Si je ne mettais pas Malignant sur cette liste, j’ai l’impression qu’il y aurait une émeute. Le retour de Jame Wan à l’horreur de la fin des années 90 et du début des années 00 où tout se passe prend d’énormes balançoires scénarisées sur un budget de studio. Il y a de l’action qui casse les os, de la terreur gothique, de l’éclairage Giallo et beaucoup de sang – un peu indéfinissable, mais c’est pourquoi les gens aiment Malignant. À une époque où l’horreur dépend tellement des tendances comme les folies des maisons hantées après The Conjuring ou la narration basée sur les traumatismes après Hereditary, Malignant défie toutes les attentes.
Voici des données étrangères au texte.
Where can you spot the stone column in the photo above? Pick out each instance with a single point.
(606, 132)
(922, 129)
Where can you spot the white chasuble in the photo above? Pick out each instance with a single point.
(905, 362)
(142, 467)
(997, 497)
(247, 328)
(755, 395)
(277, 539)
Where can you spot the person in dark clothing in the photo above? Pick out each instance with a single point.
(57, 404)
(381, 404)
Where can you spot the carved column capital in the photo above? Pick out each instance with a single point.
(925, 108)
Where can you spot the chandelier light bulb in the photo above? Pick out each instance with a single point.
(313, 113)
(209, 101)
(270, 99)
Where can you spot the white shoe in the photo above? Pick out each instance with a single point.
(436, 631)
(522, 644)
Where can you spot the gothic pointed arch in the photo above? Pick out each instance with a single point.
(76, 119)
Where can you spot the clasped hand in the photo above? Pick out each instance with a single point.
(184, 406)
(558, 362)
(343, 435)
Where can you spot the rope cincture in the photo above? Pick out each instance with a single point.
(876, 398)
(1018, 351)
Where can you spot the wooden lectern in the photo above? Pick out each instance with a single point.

Wan embrasse le camp, le hasard et l’imprévisibilité, ce qui est tellement amusant à voir. Wan a mérité Malignant, et nous méritons Malignant.

Freddy

S’il n’y avait pas eu les films Child’s Play, A Nightmare On Elm Street serait mon préféré de la franchise d’horreur à feuilles persistantes. Tout commence avec l’original de Wes Craven, où Robert Englund s’affirme comme le tueur sournois du pays des rêves. Les gants, le tir parfait quand il étend ses bras pour créer un effet d’ombre Stretch Armstrong, son rire – Englund est si bon dès le saut que Freddy Krueger. A Nightmare On Elm Street a ce qu’il faut pour engendrer quelque chose de plus grand qu’un héritage d’horreur. La présence imminente de Freddy Kruger dans la culture pop dans son ensemble témoigne de la terreur que Craven suscite dans ce slasher spectaculairement original.

Le brillant

À ce jour, Stephen King parle de son dégoût pour The Shining de Stanley Kubrick. Il a écrit le livre littéral, son opinion est indiscutablement valable, mais excuses Stephen – The Shining fait le travail. Considéré comme une fonctionnalité autonome, il y a tellement de folie à apprécier dans la performance de Jack Nicholson en tant que Jack Torrance. Shelley Duvall joue un homologue parfait. Les atmosphères d’Overlook, ce score en plein essor, toute la torture psychologique que le public utilise pour briser à la fois Jack et le – The Shining se sent en quelque sorte claustrophobe même si l’hôtel est immense. Kubrick n’a peut-être pas impressionné Stephen King ou ceux qui choisissent le roman plutôt que l’adaptation, mais je suis plutôt d’accord avec les deux.